Nunca he entendido las comidas de trabajo. Se come. O se trabaja. Pero en la sociedad en la que vivimos a veces es imposible escapar de esos compromisos, sobre todo cuando no lo son tanto y se convierten en una oportunidad para charlar con calma y compartir más allá de las rigideces de una oficina.
En los últimos tiempos, cuando tengo que organizar alguna, elijo siempre el mismo sitio: un restaurante del centro, moderno, agradable, con una cocina de diez y un servicio excepcional. El menú diario cuesta 15 euros (aperitivo, primero, segundo, postre y agua) y les aseguro que es delicioso. Allí me gustan hasta las comidas que no me gustan. No incluye vino, pero es que yo el vino me lo tomo en mi casa o cuando salgo a cenar con mi marido o con mis amigas. Que conste que esas comidas de trabajo no las pago de mi bolsillo, pero nunca se me ha ocurrido usarlas como excusa para meterme una mariscada y pasar la dieta a la empresa.

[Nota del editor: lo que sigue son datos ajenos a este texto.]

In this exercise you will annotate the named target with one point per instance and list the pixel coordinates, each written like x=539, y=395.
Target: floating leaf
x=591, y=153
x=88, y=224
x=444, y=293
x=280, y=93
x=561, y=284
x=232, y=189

Mientras tanto, tenemos a Jácome y a su precario gobierno en Ourense (menos mal que son pocos, si llegan a ser más no habría pan para tanto bocadillo) pagando con el dinero de todos comidas de hasta 100 euros por cabeza, que no se desembolsan ni en los estrellas Michelin de Ourense. Sin rubor. Es lo que tiene gastarse el dinero de todos. El hombre que censuraba el establishment, que prometía abrir ventanas y levantar las alfombras, en realidad lo que abre es la puerta de restaurantes a los que no iba cuando no era alcalde y lo que levanta es la tarjeta del Concello de Ourense para pagar la cuenta.
El protocolo no es una excusa. Algunas de las facturas —que se han hecho públicas con un año de retraso— se justifican como encuentros de trabajo que bien se podían haber celebrado en su despacho. Sin digestión.